Um colar com um olho bordado, um medalhão que traz uma mão e um coração, foram inspirados nos ex-votos, na oferenda do testemunho de um milagre. Os anéis vêm com caráter primitivo, como se tivessem sido encontrados em sítios arqueológicos. Têm a superfície irregular, inacabada, levemente tortuosa, sem a pretensão de uma modelagem perfeita, aliás, primam pela imperfeição. Os acabamentos envelhecidos, ouro velho e prata velha, são os eleitos desta estação e banham a superfície das bijus. Nos colares, a mistura se dá na comunhão de materiais aparentemente díspares. A pedra busca a madeira, a madeira acolhe o cristal, o negro a transparência. O caráter étnico deixa-se mostrar relevantemente.

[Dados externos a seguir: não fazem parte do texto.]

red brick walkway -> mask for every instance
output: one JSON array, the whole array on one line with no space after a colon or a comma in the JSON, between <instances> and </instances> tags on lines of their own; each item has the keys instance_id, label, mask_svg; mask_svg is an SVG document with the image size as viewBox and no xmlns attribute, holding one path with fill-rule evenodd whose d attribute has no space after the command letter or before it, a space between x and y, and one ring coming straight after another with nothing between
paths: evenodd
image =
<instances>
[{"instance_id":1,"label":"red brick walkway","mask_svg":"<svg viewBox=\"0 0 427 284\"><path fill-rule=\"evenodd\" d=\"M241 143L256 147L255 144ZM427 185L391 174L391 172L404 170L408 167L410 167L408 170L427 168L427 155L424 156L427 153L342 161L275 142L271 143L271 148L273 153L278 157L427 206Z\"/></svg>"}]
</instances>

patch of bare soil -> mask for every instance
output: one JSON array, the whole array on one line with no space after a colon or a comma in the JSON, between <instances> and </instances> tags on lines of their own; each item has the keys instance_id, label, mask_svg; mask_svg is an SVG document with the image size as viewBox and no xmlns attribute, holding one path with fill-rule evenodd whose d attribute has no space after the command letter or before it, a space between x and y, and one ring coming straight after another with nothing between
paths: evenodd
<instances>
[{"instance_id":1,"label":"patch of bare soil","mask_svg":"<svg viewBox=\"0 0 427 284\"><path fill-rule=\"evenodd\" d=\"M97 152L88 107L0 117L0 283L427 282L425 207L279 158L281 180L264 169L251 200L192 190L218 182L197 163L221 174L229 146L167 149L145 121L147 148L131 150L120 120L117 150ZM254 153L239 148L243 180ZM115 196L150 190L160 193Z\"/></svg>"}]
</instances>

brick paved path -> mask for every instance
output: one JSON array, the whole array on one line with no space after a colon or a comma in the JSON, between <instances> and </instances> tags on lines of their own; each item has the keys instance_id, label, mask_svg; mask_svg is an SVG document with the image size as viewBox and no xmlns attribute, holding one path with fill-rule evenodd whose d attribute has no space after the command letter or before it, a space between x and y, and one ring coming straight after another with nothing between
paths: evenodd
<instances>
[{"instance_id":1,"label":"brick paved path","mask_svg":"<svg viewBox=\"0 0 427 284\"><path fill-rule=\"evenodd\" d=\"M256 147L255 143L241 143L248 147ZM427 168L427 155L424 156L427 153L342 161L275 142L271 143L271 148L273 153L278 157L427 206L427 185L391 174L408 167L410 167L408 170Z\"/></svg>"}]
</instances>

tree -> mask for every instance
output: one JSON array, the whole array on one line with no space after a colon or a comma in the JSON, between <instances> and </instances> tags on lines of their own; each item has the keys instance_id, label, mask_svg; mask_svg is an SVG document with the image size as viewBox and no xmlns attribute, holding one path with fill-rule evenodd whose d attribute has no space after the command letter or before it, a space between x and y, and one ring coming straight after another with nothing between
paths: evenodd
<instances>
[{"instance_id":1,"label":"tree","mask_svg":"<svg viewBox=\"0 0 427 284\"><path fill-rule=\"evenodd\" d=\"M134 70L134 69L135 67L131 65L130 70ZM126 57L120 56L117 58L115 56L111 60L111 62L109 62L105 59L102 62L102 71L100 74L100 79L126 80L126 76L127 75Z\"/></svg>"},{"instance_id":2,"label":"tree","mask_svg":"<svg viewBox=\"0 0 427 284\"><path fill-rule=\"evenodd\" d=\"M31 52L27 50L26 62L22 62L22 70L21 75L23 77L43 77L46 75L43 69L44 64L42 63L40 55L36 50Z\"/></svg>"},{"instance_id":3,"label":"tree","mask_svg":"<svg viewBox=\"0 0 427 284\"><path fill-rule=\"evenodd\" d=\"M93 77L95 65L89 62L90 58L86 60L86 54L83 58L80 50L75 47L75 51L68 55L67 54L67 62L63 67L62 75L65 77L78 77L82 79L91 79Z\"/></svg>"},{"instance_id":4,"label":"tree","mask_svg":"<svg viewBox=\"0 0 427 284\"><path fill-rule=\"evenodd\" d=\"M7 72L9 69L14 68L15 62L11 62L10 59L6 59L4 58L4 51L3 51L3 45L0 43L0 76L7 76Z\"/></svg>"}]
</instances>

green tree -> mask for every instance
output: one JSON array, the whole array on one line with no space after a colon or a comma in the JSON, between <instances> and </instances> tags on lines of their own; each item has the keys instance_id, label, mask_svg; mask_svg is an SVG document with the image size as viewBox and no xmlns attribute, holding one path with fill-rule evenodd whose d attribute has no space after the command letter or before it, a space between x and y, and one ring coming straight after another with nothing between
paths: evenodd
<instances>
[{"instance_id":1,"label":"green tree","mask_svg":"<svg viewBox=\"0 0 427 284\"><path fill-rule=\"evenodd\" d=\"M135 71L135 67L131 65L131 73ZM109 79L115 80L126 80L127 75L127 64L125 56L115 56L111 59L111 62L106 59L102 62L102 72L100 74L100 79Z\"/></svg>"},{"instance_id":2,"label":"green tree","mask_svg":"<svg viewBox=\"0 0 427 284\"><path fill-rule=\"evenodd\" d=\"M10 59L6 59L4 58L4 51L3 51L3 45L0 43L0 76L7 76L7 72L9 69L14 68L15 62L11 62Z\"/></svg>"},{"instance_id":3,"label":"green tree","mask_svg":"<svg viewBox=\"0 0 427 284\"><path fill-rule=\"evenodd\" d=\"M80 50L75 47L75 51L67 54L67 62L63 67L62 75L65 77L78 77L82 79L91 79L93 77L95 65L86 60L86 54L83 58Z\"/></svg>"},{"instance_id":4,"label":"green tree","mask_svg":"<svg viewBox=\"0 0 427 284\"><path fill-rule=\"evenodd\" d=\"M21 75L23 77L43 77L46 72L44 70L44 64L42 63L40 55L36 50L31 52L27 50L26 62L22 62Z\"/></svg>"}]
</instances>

Os brincos artesanais, levemente agigantados, são apostas da estação, neles a brincadeira de materiais, cores e banhos diversificados em uma mesma peçase faz presente.

Lançada recentemente no mercado, uma linha de tiras bordadas religiosas sacramentam pequenos estandartes da nossa linha casa. Os patuás não foram esquecidos e trazem na miniatura de sua modelagem, a ideia de um micro estandarte. O especial brinco de pena de pavão, os pingentes de flor de Lótus, a máscara Nô, muito conhecida no teatro japonês, as mandalas e seu significado de unicidade e organização, foram executados pelo método de marchetaria em madeira, pelo mestre Maqueson, e poderão ser usados como relíquias modernas, tamanho o preciosismo.

As bijus  são o meu andor. Vou devagar, com muito cuidado, na certeza de que carregam não só o meu santo, mas o seu e a alma secreta do mundo.”